It’s no surprise that systemd has become the init system of choice for both embedded and desktop Linux distributions – it’s modern, packed full of features and is able to replace an ever increasing number of ancient utilities and daemons. When compared to it’s predecessor (SysVinit) – it also provides a much greater scope for achieving a minimal boot time thanks in part to it’s parallelism when launching start up units. In this post we’ll take a look at the tools that systemd provides for analysing boot time and how to make sense of them.
Let’s start with the ‘systemd-analyze time‘ command – this command provides an overview of the overall system boot time:
$ systemd-analyze time Startup finished in 2.838s (kernel) + 2.846s (userspace) = 5.684s multi-user.target reached after 2.739s in userspace
The above output shows the time taken to start the kernel and userspace – depending on your system, you may also see other components that systemd is aware about such as the firmware, loader and initrd. Not long after systemd starts it makes a call to clock_gettime to get the current system time – this is the point where systemd considers that the kernel has ended and userspace begun. Let’s reconcile this with kernel output from dmesg:
[ 2.744457] VFS: Mounted root (ext4 filesystem) readonly on device 179:2. [ 2.752522] mmc0: queuing unknown CIS tuple 0x80 (6 bytes) [ 2.762257] devtmpfs: mounted [ 2.766057] Freeing unused kernel memory: 1920K [ 2.772703] Run /sbin/init as init process
You’ll notice that the kernel launched systemd (i.e. the init process) at 2.773 seconds – yet systemd reported that the kernel finished in 2.838 – the difference in time here relates to the time it takes for the kernel to output the ‘Run /sbin/init as init process’ console message (which may be slow on a UART), the time it takes for the init process to execute (e.g. load from disk, resolve dynamic libraries, etc) and the time it takes for execution to reach the point where clock_gettime is called. In our case this time is only 65 ms.
Our systemd-analyze output also showed two (slightly different) userspace times. These represent the amount of time systemd spends from its start to the point where a given userspace ‘systemd target‘ is reached. In our case our default target is multi-user.target (a target can be thought of as a SysVinit runlevel):
$ systemctl get-default multi-user.target
The smaller userspace time (2.739s) represents the time where the multi-user.target reached it’s ‘active’ state (i.e. the units that it depended on have been fully started) – whereas the larger userspace time (2.846) is the point in systemd where it’s completed its house keeping after reaching the target state. These figures are always similar and the difference between them represents systemd internal delays.

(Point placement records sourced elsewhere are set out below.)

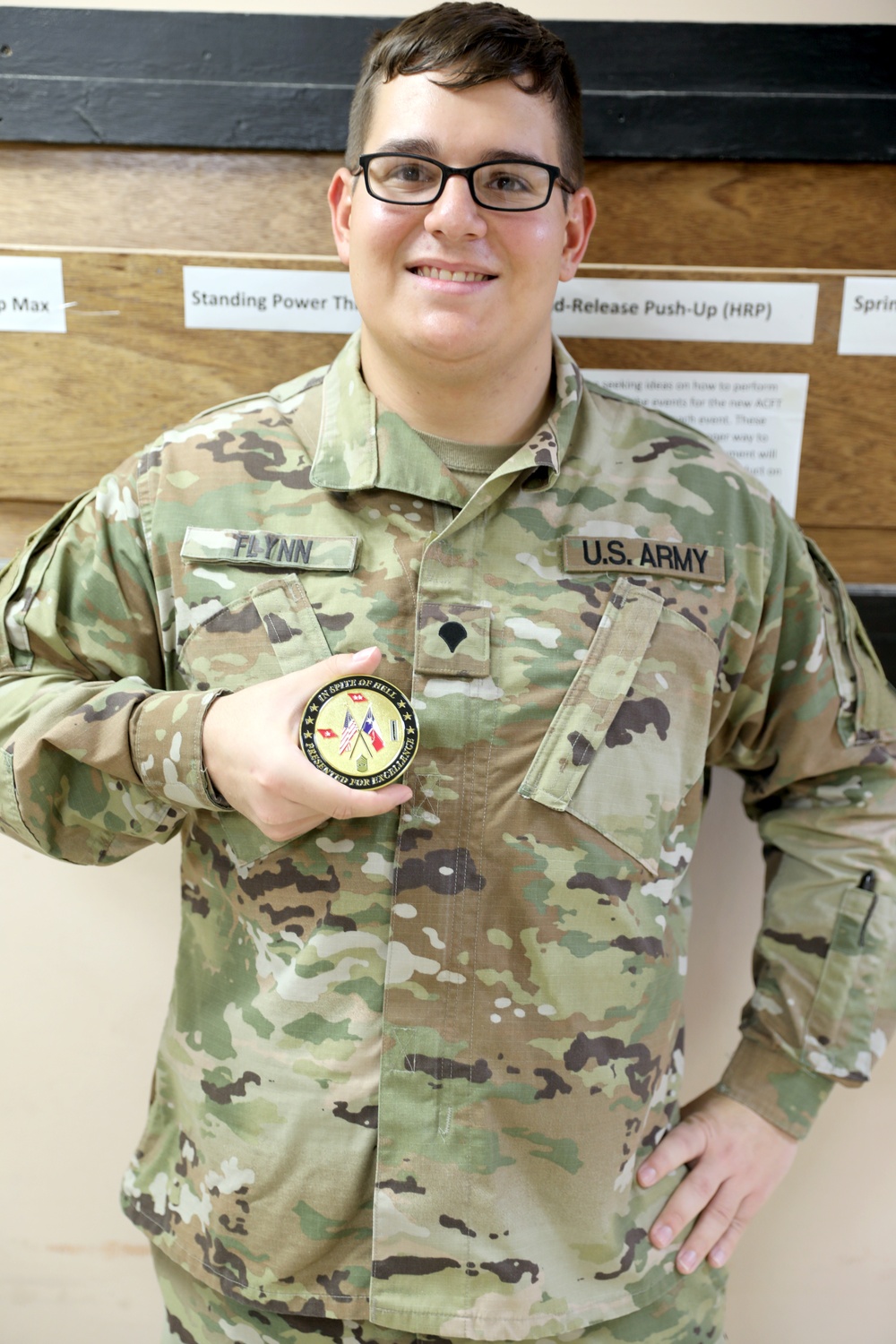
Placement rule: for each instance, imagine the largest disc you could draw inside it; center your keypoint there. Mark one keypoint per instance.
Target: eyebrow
(430, 150)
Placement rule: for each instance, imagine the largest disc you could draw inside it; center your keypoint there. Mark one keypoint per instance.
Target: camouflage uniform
(411, 1062)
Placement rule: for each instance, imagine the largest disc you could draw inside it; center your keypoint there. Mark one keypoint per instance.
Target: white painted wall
(86, 961)
(702, 11)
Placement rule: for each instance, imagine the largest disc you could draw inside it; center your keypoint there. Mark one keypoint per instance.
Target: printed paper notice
(242, 298)
(758, 418)
(31, 295)
(868, 316)
(688, 309)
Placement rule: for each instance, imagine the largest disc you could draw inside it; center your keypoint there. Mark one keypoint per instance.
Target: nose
(455, 214)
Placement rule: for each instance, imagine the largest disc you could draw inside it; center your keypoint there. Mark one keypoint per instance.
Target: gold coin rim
(360, 682)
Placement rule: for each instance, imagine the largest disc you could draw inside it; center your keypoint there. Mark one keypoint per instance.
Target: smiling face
(454, 285)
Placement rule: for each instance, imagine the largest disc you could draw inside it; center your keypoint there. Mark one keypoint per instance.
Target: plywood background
(126, 222)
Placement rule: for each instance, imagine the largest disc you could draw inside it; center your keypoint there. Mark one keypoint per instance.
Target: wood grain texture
(128, 368)
(649, 212)
(75, 405)
(858, 554)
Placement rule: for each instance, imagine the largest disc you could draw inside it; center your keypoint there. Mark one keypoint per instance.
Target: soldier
(419, 1074)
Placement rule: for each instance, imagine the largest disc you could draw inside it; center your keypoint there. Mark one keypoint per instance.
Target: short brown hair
(478, 43)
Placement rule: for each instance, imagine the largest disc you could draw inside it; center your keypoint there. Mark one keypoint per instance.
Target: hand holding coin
(252, 752)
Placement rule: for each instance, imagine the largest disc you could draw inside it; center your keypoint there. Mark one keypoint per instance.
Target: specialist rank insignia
(360, 730)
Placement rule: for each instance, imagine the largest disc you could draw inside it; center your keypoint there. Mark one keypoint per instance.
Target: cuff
(167, 749)
(774, 1086)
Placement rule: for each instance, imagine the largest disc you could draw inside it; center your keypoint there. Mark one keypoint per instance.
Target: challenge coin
(360, 730)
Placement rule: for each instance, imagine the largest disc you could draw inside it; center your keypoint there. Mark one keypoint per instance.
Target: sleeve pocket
(866, 701)
(840, 1039)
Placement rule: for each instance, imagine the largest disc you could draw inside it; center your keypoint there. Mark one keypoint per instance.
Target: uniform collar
(359, 451)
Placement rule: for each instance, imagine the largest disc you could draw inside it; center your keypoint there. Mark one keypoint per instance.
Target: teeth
(435, 273)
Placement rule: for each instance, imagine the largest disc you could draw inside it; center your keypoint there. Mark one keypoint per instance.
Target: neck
(463, 401)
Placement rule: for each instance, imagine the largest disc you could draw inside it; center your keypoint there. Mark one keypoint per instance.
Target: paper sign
(686, 309)
(244, 298)
(758, 418)
(31, 295)
(868, 316)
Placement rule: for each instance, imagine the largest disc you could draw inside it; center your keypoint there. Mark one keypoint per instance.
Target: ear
(581, 215)
(340, 209)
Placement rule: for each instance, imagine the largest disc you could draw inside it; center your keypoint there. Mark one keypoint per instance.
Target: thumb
(336, 666)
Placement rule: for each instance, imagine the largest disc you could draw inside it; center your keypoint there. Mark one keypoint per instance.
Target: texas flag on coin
(371, 731)
(349, 733)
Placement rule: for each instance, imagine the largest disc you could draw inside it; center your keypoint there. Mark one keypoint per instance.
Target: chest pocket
(629, 739)
(265, 633)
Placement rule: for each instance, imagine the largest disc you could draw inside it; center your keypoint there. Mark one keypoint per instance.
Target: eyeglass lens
(401, 179)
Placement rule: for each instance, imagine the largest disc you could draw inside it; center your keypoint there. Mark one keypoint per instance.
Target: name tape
(277, 550)
(590, 554)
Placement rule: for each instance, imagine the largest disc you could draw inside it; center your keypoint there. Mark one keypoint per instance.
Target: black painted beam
(876, 607)
(659, 90)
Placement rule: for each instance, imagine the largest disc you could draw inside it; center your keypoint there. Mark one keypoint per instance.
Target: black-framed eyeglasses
(495, 185)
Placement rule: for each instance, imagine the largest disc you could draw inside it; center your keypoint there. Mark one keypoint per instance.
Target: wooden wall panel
(126, 220)
(128, 368)
(649, 212)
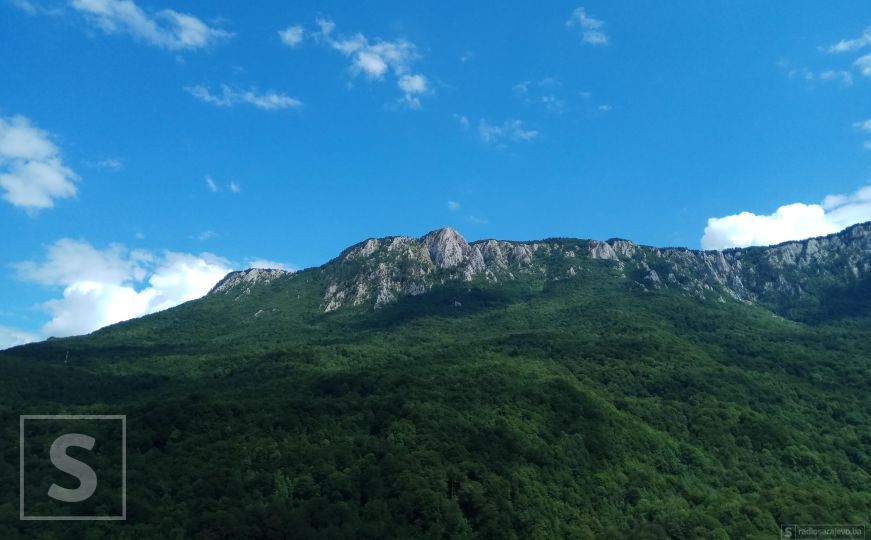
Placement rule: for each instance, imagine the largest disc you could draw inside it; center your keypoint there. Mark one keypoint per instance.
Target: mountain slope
(432, 388)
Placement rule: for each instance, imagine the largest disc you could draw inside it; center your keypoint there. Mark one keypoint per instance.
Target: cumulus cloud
(542, 92)
(210, 183)
(591, 28)
(510, 130)
(864, 65)
(791, 222)
(847, 45)
(376, 58)
(292, 35)
(32, 174)
(167, 29)
(268, 264)
(228, 97)
(12, 337)
(844, 77)
(106, 286)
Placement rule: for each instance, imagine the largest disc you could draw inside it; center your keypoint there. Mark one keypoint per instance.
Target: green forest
(531, 409)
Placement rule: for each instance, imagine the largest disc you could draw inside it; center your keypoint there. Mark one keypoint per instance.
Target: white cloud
(413, 86)
(791, 222)
(845, 77)
(11, 337)
(203, 236)
(377, 58)
(864, 65)
(852, 44)
(210, 183)
(229, 96)
(591, 29)
(36, 8)
(31, 171)
(102, 287)
(292, 35)
(510, 130)
(167, 29)
(268, 264)
(109, 164)
(543, 92)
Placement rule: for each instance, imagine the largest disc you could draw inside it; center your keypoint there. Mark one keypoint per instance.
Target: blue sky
(151, 146)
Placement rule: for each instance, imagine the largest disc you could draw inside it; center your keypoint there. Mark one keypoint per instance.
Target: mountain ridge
(379, 271)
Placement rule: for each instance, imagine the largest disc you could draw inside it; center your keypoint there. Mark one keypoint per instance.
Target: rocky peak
(379, 271)
(447, 248)
(248, 278)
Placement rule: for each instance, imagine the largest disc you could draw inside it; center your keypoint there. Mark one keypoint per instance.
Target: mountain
(377, 272)
(435, 388)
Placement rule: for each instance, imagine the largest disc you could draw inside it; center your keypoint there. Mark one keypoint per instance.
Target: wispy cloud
(591, 28)
(863, 64)
(498, 134)
(377, 58)
(809, 75)
(167, 29)
(113, 165)
(848, 45)
(210, 183)
(105, 286)
(292, 35)
(269, 264)
(795, 221)
(542, 92)
(510, 130)
(12, 337)
(214, 187)
(203, 236)
(32, 174)
(229, 97)
(32, 7)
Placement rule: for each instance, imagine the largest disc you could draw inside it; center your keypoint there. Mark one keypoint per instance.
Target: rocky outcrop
(377, 271)
(247, 279)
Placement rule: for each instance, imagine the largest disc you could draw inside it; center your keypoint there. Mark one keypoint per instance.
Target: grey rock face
(380, 271)
(248, 279)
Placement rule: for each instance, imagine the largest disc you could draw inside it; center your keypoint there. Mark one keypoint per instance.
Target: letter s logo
(86, 475)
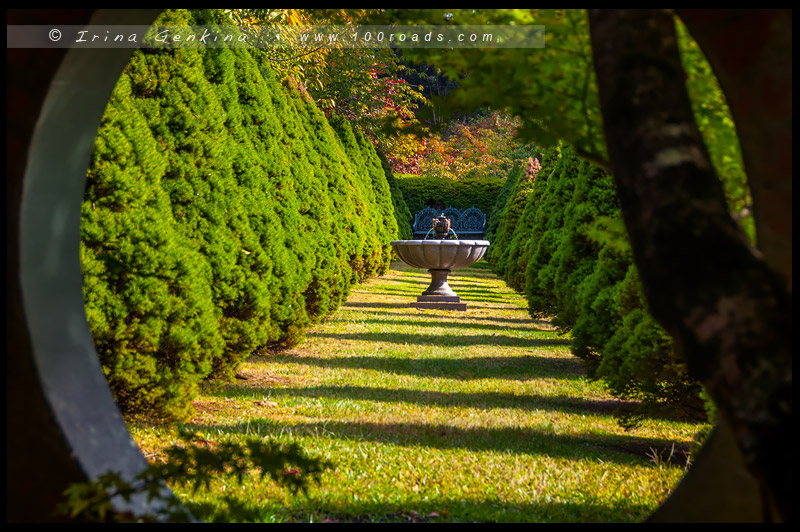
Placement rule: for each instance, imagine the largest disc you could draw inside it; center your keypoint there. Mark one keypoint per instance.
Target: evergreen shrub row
(561, 241)
(223, 213)
(420, 191)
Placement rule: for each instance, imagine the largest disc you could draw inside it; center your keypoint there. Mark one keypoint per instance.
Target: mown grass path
(481, 415)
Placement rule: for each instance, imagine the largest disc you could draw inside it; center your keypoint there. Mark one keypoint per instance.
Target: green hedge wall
(420, 191)
(561, 242)
(222, 214)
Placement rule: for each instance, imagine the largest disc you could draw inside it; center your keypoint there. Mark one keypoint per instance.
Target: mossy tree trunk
(727, 309)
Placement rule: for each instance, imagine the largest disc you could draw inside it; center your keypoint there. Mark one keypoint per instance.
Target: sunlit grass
(432, 415)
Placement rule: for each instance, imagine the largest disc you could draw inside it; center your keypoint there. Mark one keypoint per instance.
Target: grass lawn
(433, 415)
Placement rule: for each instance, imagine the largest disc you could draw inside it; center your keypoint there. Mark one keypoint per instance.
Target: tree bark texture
(750, 52)
(727, 310)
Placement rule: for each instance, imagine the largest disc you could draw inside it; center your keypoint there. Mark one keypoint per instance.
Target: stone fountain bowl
(440, 254)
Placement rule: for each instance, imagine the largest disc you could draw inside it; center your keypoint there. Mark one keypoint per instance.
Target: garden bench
(468, 224)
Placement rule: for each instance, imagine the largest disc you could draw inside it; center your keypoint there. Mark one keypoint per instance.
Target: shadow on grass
(520, 368)
(374, 305)
(459, 324)
(481, 400)
(616, 448)
(435, 509)
(461, 340)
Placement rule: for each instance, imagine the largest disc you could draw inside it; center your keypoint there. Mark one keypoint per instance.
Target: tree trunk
(756, 75)
(728, 312)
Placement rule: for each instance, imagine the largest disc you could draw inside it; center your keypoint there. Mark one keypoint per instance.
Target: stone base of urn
(439, 295)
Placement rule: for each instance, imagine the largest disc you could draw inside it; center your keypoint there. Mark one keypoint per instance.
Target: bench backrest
(469, 222)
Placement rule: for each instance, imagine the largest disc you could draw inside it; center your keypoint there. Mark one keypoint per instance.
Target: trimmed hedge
(562, 243)
(421, 191)
(222, 214)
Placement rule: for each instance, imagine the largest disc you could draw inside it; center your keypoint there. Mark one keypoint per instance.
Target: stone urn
(439, 257)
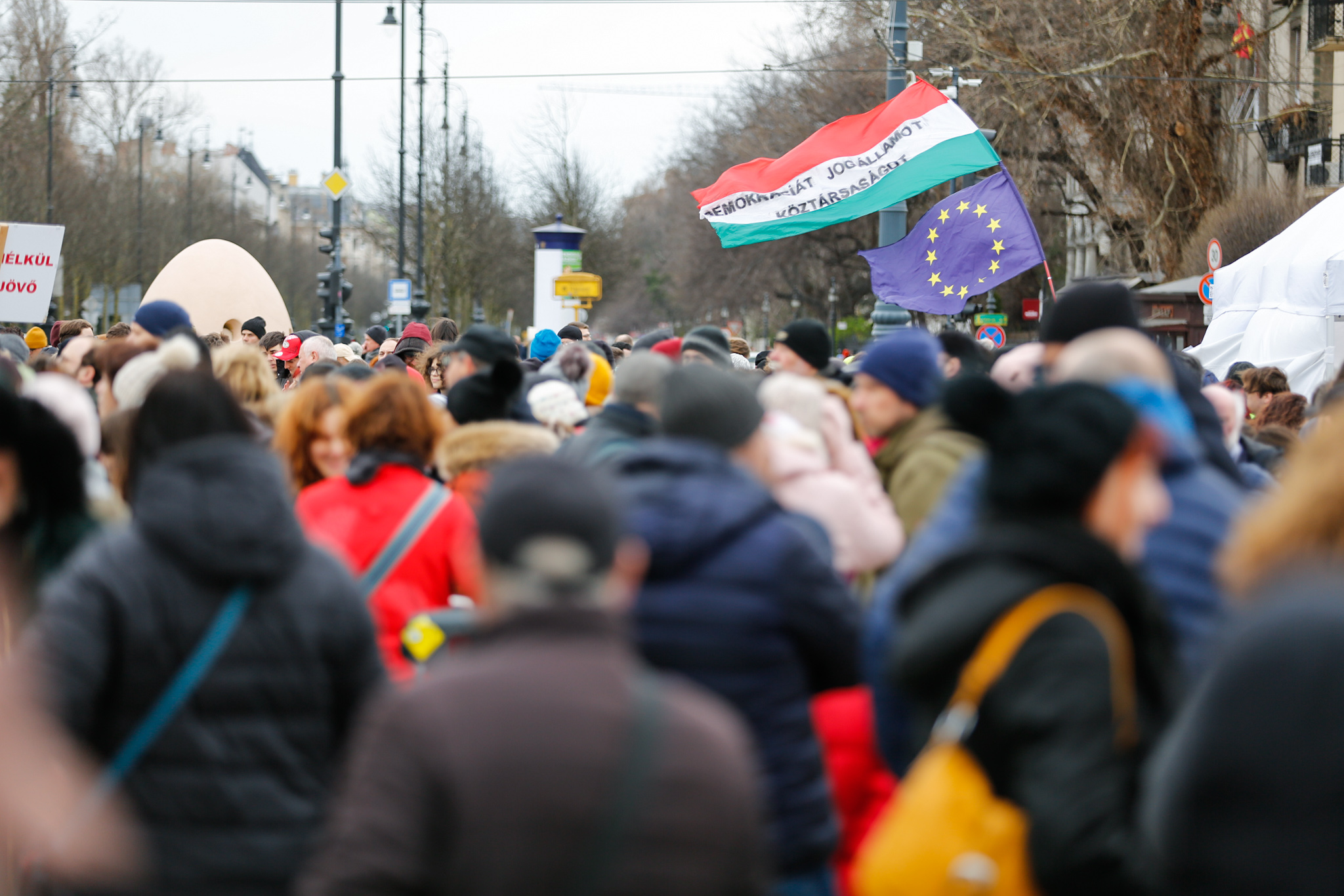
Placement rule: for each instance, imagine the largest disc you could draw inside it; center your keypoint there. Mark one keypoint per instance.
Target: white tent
(1282, 305)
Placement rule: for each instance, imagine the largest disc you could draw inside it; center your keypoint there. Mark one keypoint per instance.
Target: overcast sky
(291, 124)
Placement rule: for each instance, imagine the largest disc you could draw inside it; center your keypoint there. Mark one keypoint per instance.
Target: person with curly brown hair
(311, 432)
(394, 433)
(1284, 409)
(1263, 384)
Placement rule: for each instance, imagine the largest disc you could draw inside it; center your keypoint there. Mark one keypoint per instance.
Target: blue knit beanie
(161, 317)
(545, 344)
(906, 361)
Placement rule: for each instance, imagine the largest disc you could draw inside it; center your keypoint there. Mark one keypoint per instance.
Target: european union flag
(967, 245)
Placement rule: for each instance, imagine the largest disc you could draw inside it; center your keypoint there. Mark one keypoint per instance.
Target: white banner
(29, 261)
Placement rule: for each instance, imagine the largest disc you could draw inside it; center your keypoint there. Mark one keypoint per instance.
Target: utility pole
(401, 151)
(891, 222)
(338, 268)
(140, 203)
(51, 115)
(420, 305)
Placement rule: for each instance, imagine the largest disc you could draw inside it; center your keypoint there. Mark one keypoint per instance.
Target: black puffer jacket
(1246, 793)
(234, 788)
(741, 601)
(1045, 734)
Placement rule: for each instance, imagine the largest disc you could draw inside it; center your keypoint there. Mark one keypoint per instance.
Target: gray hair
(320, 344)
(639, 379)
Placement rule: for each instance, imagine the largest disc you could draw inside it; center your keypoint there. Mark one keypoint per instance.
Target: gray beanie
(711, 343)
(710, 405)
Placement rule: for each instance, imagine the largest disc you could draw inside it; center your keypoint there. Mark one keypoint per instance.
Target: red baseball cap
(288, 350)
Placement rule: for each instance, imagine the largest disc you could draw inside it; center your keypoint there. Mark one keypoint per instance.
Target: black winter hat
(1087, 306)
(562, 500)
(1049, 448)
(809, 340)
(702, 402)
(650, 340)
(486, 396)
(711, 343)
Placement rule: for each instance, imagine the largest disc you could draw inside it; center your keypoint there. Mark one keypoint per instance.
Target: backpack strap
(1011, 630)
(163, 711)
(623, 809)
(408, 534)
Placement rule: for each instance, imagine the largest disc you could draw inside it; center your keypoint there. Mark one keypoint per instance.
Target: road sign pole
(337, 266)
(891, 222)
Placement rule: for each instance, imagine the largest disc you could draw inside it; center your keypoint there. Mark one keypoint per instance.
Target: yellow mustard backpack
(946, 833)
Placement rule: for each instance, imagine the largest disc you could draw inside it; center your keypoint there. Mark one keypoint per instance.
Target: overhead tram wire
(784, 69)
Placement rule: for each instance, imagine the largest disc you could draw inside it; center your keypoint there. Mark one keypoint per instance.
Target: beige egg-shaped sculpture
(220, 287)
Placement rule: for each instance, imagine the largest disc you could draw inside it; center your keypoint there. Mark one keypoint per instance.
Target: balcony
(1326, 26)
(1326, 163)
(1288, 133)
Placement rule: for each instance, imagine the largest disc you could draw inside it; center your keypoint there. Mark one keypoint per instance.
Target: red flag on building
(1242, 39)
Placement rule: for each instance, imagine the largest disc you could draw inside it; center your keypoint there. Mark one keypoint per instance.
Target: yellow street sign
(337, 184)
(579, 285)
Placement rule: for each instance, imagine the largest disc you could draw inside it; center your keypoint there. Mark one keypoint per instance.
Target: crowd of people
(925, 619)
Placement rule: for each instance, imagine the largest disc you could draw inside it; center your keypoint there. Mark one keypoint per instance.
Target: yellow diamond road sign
(337, 184)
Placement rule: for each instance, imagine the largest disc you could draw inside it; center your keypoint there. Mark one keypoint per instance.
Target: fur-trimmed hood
(479, 445)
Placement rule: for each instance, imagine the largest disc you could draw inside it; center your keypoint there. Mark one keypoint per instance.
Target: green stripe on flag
(940, 164)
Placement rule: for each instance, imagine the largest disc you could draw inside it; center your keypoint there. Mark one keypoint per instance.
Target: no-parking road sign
(994, 333)
(1206, 288)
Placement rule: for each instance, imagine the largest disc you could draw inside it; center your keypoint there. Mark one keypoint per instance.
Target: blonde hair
(1303, 520)
(243, 370)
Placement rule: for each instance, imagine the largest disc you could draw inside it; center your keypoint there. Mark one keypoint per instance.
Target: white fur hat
(140, 374)
(554, 402)
(70, 405)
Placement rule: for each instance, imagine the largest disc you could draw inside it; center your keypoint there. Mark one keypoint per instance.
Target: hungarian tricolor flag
(850, 169)
(1244, 39)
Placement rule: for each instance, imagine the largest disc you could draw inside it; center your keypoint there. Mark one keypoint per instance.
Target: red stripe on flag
(849, 136)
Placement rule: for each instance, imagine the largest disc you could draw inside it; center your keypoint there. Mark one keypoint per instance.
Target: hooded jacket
(1045, 734)
(619, 429)
(492, 774)
(234, 788)
(740, 600)
(830, 478)
(917, 461)
(1244, 796)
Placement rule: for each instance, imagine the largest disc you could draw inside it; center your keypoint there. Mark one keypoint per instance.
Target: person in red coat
(393, 430)
(860, 783)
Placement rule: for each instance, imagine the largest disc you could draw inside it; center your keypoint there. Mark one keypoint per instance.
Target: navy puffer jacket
(234, 789)
(741, 600)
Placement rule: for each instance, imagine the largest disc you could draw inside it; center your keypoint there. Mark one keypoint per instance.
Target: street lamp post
(337, 268)
(51, 116)
(831, 300)
(146, 121)
(390, 19)
(205, 165)
(423, 306)
(891, 222)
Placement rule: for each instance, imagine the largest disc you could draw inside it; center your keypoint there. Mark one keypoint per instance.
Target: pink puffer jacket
(822, 470)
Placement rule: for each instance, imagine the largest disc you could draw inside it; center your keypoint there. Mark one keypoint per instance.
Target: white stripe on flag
(843, 175)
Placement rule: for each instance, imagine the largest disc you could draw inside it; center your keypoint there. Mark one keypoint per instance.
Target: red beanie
(671, 348)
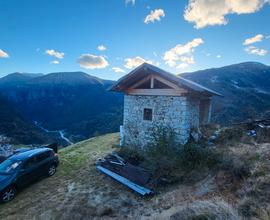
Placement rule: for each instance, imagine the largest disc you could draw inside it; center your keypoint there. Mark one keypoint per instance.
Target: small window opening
(147, 114)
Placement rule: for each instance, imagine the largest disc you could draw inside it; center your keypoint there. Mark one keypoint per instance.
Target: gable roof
(145, 69)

Finally the overall boot time listed (5.684s) is the sum of the boot times of the components known to systemd – though this isn’t representative of the full boot time as systemd isn’t aware of all boot components (e.g. SPL, U-Boot, ATF, etc). Furthermore, for embedded devices, we really only care about the time when our main application starts and provides functionality to the user – but let’s ignore this for now.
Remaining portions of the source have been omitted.